I Think Mysqli_Real_Escape_String Removes Too Much

[demiurgen]

I have downloaded the files from the first project in this book and installed locally.

Everything seems to work fine except when i try to add a page with a picture.

In TinyMCE the picture shows up but when i press the add new page button all the code in the text area goes through mysqli_real_escape_string and all the " around the image paths are escaped.

 

Can anyone tell me how to avoid this?

[Larry]

First of all, mysqli_real_escape_string() doesn't remove anything. Nothing at all. It ADDs slashes to potentially problematic characters, such as the quotation marks. I suspect perhaps that you have Magic Quotes enabled and your HTML is being doubly-escaped, which is causing the problem.

[angelsonearth]

Hello, friends!
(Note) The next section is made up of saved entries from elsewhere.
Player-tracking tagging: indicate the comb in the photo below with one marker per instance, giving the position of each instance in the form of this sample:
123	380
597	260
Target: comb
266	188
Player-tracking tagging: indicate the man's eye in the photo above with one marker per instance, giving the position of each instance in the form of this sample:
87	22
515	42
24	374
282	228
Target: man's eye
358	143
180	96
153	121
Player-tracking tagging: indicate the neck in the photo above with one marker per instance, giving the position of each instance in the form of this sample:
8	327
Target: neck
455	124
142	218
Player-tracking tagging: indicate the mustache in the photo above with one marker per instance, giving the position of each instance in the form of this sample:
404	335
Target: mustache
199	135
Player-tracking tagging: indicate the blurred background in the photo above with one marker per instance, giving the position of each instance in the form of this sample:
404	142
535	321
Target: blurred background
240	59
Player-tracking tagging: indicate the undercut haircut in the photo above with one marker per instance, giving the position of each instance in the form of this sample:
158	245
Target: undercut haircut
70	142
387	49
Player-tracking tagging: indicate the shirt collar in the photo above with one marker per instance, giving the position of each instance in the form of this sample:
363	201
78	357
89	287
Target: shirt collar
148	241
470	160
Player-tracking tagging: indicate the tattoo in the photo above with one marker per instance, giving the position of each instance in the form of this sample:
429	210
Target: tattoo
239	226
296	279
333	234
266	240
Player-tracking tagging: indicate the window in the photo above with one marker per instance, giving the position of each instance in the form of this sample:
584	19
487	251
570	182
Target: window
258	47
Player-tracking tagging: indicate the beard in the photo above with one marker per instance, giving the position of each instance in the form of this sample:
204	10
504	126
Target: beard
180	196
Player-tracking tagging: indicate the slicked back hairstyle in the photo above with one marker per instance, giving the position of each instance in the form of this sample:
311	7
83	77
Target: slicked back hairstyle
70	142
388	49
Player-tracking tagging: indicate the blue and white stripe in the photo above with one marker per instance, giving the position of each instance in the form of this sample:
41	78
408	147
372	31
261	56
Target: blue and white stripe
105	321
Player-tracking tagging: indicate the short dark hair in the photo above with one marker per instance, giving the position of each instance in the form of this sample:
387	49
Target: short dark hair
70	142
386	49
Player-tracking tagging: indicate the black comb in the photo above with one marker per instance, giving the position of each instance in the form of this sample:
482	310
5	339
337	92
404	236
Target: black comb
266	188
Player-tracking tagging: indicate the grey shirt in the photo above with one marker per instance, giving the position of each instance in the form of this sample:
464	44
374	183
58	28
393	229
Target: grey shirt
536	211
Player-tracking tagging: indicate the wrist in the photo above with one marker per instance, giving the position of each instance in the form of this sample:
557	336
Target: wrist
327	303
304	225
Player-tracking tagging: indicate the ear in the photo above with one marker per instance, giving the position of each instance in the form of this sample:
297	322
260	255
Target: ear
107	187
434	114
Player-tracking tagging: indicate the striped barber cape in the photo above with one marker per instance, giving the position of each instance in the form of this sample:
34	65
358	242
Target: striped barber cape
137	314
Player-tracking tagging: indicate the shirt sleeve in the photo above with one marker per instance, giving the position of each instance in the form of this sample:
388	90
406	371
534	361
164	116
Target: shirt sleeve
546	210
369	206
Please note that I have a question that is partially related to this inquiry. I believe that you would add slashes when inserting or updating code from, say a POST array from a form, into the MySQL database. So, for "inserts" and "updates", you would use add slashes or mysqli_real_escape_string? When else would you use the add slahes or mysqli_real_escape_string?

 

Also, I'm not sure when you would use the strip slashes function (or when you would reverse the mysqli_real_escape_string function if that is at all possible).

 

Please kindly advise!

[Larry]

You use mysqli_real_escape_string() for any string value used in any query, regardless of the type. The only time you would use the stripslashes() function is if extraneous slashes are being added, like if Magic Quotes is on. But Magic Quotes has been disabled and then removed, so...I pretty much never use stripslashes() anymore.